After four nights on our cruise along the coast of Norway dedicated to this pursuit, we have seen only a faint glow. While the trip's daytime scenery has been stunning, the unspoken disappointment over the lack of a nighttime performance is a minor undercurrent. But we still have three more nights on shore in Tromso to score an Aurora.
When I enter the visitor center, it is packed with people all anxious to see the Northern Lights. The number of tour operators promising to mine their expertise, drive to different locations all night long, and deliver a memorable experience is astounding. These visitors are prepared to fork over a small fortune, and they anxiously deliberate the selection of a tour operator and the night they will take their chance. I, on the other hand, am here merely to purchase a parking pass. My tour guide is en route with a rental car, already armed with weather forecasts, Aurora apps, alerts, Kp index and solar activity ratings. Rich may be as qualified as any expert out there.
With Tromso still socked in with clouds, we layer ourselves in warm clothes, collect cameras and tripods and begin our chase after dinner. Rich is buoyed by the recent reports, revealing that “the numbers” are suddenly escalating. The key will be to find open skies. Rich's research convinces him we should drive away from the coast, and he has selected an area 73 kilometers to the southeast for this target. Distance is of little concern in this pursuit.

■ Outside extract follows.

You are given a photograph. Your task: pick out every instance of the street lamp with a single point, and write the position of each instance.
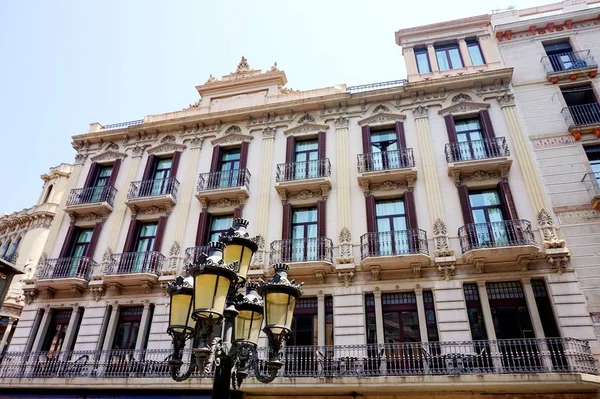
(209, 295)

Traveling down the fjord, I keep my eyes trained on the sky. It's hard to see with the reflections of the dash and outdoor lights on the windows. Peering into the darkness, I suddenly find stars. First just in one spot, soon all over the sky! We are still too near the lights of civilization, but we are on target. Constantly searching, I detect faint green rays in the sky over the water. Surely I am not just willing them into existence. They are there from every angle I try. Wispy and ephemeral they fade, but I'm certain I saw them.
30k short of our destination, the stars disappear. Rich chooses to turn around, hoping to return to the earlier opening. We are amazed at the constant lights along the road – who knew there were so many people living this far north?

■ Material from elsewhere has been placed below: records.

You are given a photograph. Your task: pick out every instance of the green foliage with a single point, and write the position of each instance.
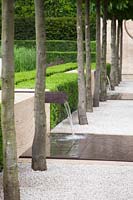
(25, 58)
(52, 45)
(61, 28)
(30, 75)
(68, 84)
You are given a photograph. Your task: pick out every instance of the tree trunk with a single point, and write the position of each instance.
(89, 102)
(98, 56)
(113, 73)
(121, 49)
(39, 143)
(103, 75)
(117, 53)
(10, 175)
(80, 59)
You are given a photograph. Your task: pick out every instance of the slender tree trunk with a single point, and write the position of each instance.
(89, 101)
(113, 54)
(10, 175)
(80, 58)
(98, 56)
(103, 75)
(121, 49)
(117, 54)
(39, 143)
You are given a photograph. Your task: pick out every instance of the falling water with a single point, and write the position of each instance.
(108, 80)
(73, 136)
(68, 110)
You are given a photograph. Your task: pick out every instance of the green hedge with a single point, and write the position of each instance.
(54, 45)
(61, 28)
(68, 84)
(25, 58)
(58, 82)
(30, 75)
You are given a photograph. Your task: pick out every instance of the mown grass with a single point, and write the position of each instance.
(30, 75)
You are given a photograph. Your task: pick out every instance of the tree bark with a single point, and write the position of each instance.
(10, 175)
(98, 57)
(121, 49)
(103, 74)
(117, 54)
(80, 59)
(39, 142)
(113, 73)
(89, 101)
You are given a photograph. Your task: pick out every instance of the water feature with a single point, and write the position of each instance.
(73, 136)
(109, 84)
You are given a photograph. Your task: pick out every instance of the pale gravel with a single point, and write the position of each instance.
(76, 181)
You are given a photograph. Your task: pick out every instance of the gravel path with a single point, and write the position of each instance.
(76, 180)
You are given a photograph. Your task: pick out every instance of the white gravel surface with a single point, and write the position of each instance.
(76, 180)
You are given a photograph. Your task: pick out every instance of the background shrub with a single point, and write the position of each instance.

Still panning the sky, I spy an unmistakable brilliant green pattern right above us! This time it is the real thing. It moves and changes shape before my very eyes. We have ourselves an Aurora.

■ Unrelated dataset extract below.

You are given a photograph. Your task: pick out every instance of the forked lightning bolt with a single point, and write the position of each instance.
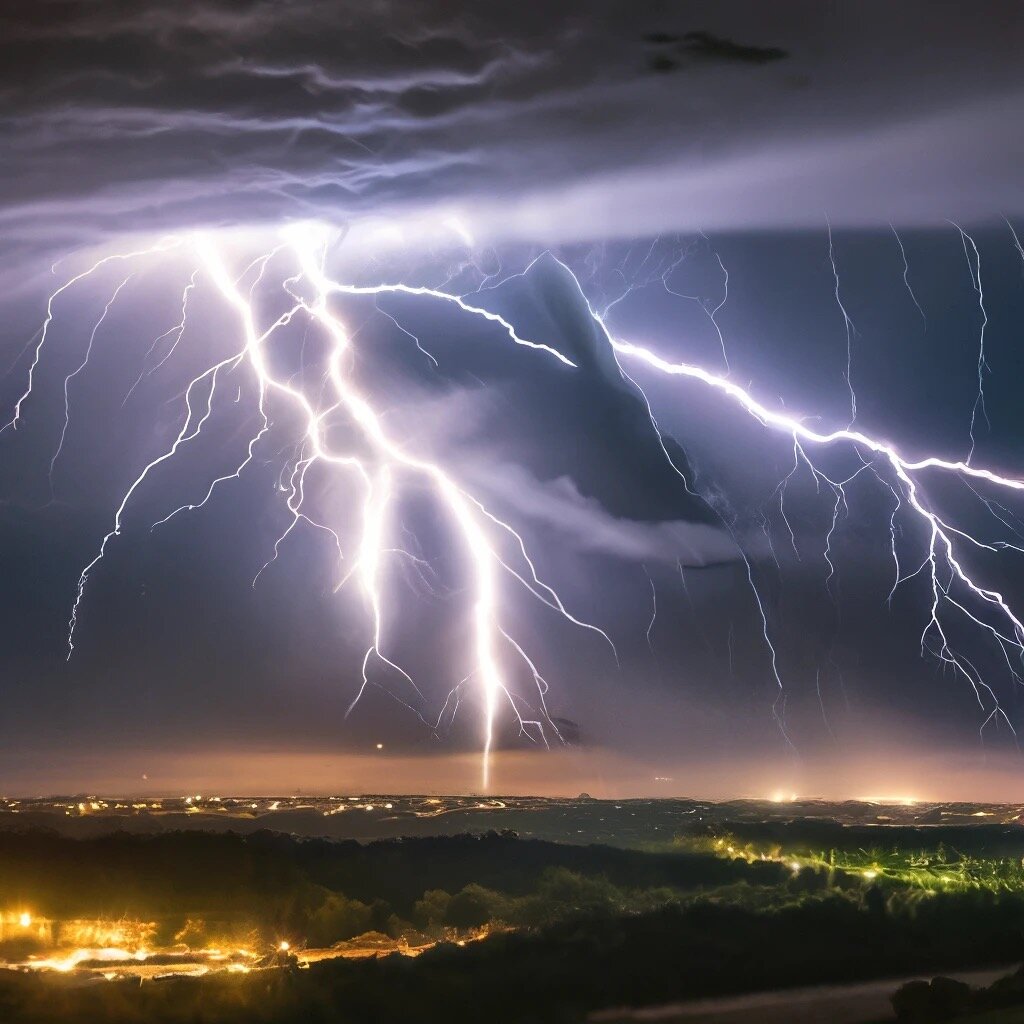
(379, 466)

We are on the top of a mountain pass between two fjords, and amazingly a pull-out appears next to the road. We park and are out of the car in a flash. Despite the lights in the house across the road and the glare of the passing automobiles, the display is so bright that nothing seems to dim its radiance.
Ribbons of green cross the sky. Stretching from one side to the other, we can't even tell which way is North. They twist and twirl overhead. They form and reform then subside. New shapes appear, like curtains with folds that wave in the breeze. Moving and dancing with varying hues of intensity, sometimes with a tinge of gold. The sky is aglow. Its green illuminates the big grins on our faces.
Rich is in his element, repositioning his camera every few minutes. So much is happening overhead and in every direction, there are endless opportunities to photograph the show. I abandoned all thoughts of trying my hand at photography the moment I exited the car. Riveted by the action in the sky, I prefer to see it all live than to risk frustration trying to capture it. My neck hurts from continually looking straight up – a sweet pain I happily endure. Even Rich shoots fewer pictures than usual as the display is so enthralling.
As quickly as it began, the performance fades. The striking shapes ebb into vagueness then dim into obscurity. The clouds have caught up with us.
In all, the glory lasted 45 minutes. But we continue to glow in its wake for the duration of the drive back to Tromso. It is a night for the memory books. My personal Aurora Hunter nailed it. He found a sliver of open sky during one of the brightest of Auroras. Both Rich and the Aurora performed brillliantly.